La mer

La mer me manque.

C’est pas des blagues. Pas un cliché. Pas une nostalgie de juillet en plein mois d’hiver. La mer me manque et c’est une plaie qu’on ne peut pas recouvrir. Alors on la laisse à l’air libre, on apprend à ne pas s’appuyer dessus, à ne pas solliciter le membre blessé. On est handicapé et il n’y a rien à faire.

La mer est le seul endroit où la promiscuité ne me gêne pas.

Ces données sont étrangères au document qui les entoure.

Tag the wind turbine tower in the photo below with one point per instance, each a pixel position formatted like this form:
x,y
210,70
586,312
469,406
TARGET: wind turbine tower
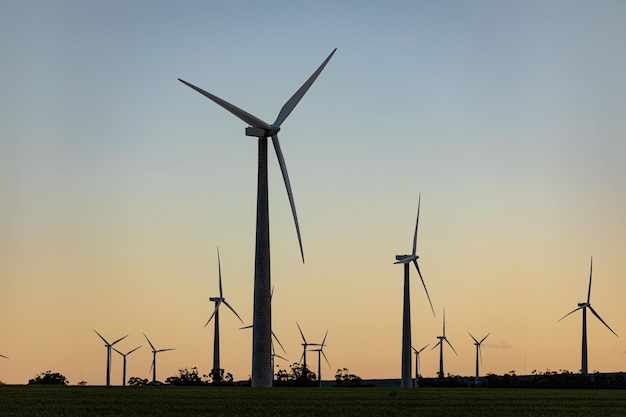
x,y
109,346
124,356
216,313
583,307
417,364
478,352
262,372
154,352
406,381
440,344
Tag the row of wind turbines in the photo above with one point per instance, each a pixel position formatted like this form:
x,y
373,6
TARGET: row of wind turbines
x,y
406,381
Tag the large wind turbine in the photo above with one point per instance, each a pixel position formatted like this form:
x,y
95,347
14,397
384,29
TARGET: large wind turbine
x,y
320,353
440,344
417,364
478,352
406,309
583,307
109,346
124,356
154,352
216,313
262,374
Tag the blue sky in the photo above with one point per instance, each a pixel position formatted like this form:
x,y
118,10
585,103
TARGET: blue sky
x,y
118,182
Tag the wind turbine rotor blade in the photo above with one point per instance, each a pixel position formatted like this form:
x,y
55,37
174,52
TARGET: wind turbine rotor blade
x,y
219,270
416,224
589,291
278,341
121,338
424,284
600,318
241,114
151,345
288,107
217,306
450,344
283,169
233,310
574,310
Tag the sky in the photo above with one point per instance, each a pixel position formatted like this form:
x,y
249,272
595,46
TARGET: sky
x,y
118,183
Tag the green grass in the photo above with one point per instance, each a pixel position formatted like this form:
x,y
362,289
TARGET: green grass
x,y
36,401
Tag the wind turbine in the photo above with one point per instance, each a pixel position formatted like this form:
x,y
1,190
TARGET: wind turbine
x,y
583,307
320,353
109,346
440,344
216,313
262,374
406,309
124,356
479,352
417,364
154,352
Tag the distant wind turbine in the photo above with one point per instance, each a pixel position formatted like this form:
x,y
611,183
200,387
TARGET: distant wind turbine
x,y
406,309
216,313
109,346
479,352
320,353
417,364
262,372
583,307
154,352
124,356
440,344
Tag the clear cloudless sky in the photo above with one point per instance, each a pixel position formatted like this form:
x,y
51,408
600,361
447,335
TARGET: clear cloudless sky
x,y
118,183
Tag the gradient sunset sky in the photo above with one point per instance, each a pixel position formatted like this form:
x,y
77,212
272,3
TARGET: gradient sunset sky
x,y
118,183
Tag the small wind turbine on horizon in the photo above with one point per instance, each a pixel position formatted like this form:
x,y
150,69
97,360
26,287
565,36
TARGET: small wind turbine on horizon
x,y
406,381
109,346
124,356
583,307
154,352
320,353
440,344
216,313
479,352
262,372
417,363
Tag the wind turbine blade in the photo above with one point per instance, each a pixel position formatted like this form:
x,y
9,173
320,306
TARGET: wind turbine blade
x,y
295,99
241,114
121,338
450,344
151,345
589,291
214,311
233,310
219,271
574,310
600,318
278,341
424,284
105,341
416,224
283,169
301,334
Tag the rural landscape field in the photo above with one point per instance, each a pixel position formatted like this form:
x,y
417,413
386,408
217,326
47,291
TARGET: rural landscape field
x,y
195,401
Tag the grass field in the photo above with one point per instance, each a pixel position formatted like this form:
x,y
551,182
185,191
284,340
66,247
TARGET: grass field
x,y
54,401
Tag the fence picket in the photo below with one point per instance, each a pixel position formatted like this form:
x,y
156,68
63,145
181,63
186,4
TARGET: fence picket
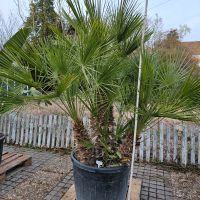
x,y
27,117
54,131
142,147
9,129
161,142
154,143
71,135
14,128
168,143
63,132
22,130
175,157
5,126
31,130
148,145
40,131
18,128
59,131
1,123
35,131
184,146
49,131
68,135
192,145
199,146
44,133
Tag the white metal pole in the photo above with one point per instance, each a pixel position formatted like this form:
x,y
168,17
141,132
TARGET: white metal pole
x,y
137,99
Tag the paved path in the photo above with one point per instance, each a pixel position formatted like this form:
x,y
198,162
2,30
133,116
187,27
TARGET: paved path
x,y
50,176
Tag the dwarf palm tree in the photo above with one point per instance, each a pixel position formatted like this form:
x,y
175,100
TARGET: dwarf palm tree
x,y
94,70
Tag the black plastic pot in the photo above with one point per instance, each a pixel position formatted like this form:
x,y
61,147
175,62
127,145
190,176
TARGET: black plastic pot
x,y
93,183
2,137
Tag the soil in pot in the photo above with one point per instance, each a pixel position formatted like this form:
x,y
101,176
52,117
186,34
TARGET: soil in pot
x,y
93,183
2,137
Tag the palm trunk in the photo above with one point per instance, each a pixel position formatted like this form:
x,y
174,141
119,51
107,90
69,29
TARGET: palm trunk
x,y
84,154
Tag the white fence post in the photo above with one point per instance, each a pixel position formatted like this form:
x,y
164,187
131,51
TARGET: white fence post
x,y
175,144
161,142
40,131
142,147
44,132
148,147
168,142
155,143
184,146
49,131
193,145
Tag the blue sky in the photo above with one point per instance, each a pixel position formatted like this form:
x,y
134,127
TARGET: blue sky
x,y
173,13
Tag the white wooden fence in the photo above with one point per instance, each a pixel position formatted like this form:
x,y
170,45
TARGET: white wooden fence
x,y
50,131
163,143
171,143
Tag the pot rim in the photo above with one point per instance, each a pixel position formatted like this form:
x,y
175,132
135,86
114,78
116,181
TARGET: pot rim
x,y
92,169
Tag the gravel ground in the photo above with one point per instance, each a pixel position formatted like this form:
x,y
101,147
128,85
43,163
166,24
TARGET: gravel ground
x,y
186,185
41,183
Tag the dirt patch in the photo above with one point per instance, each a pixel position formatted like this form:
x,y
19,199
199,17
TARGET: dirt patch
x,y
61,165
186,186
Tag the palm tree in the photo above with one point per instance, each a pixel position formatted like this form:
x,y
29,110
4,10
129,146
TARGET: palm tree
x,y
95,70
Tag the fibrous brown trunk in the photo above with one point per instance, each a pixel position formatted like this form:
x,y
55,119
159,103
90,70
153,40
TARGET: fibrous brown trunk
x,y
84,154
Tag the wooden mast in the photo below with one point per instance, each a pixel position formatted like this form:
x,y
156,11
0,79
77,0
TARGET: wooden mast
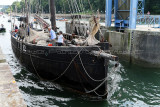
x,y
53,14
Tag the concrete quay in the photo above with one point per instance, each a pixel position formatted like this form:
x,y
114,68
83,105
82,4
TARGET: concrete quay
x,y
10,95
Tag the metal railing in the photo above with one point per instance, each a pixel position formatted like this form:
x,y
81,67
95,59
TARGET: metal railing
x,y
151,20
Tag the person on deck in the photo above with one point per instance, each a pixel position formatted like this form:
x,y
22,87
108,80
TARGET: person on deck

D’abord parce que faut la vouloir, la promiscuité. Si on souhaite s’isoler, il suffit d’un bébé aventure. Quelques pas le long du sentier. Voiture laissé sur le bas-côté. Il y a toujours une crique à glander où stationnent au pire, deux ou trois ahuris sans intérêt. Ensuite parce qu’il est tellement ridicule, ce soi-disant attroupement. Un coup d’oeil sur l’eau, en face. La voilà, l’immensité. Le grouillement humain est insignifiant. On est toujours chacun face à la mer. Même les vacances en famille, quatre-cent kilomètres et parasol dans le coffre n’y peuvent rien. Le ressac ne peut s’écouter qu’à un seul, ça n’est qu’un bruit sinon.
La mer c’est pas l’océan, cette espèce de grand flaque molle d’être trop répandue. La mer est un cristal de vie trop noire d’être sondée. Un grimoire à mystère, on barbotte dans les pages d’introduction, pas fou, on tient à notre santé mentale.

La mer est le seul endroit où l’inaction m’est inoncevable.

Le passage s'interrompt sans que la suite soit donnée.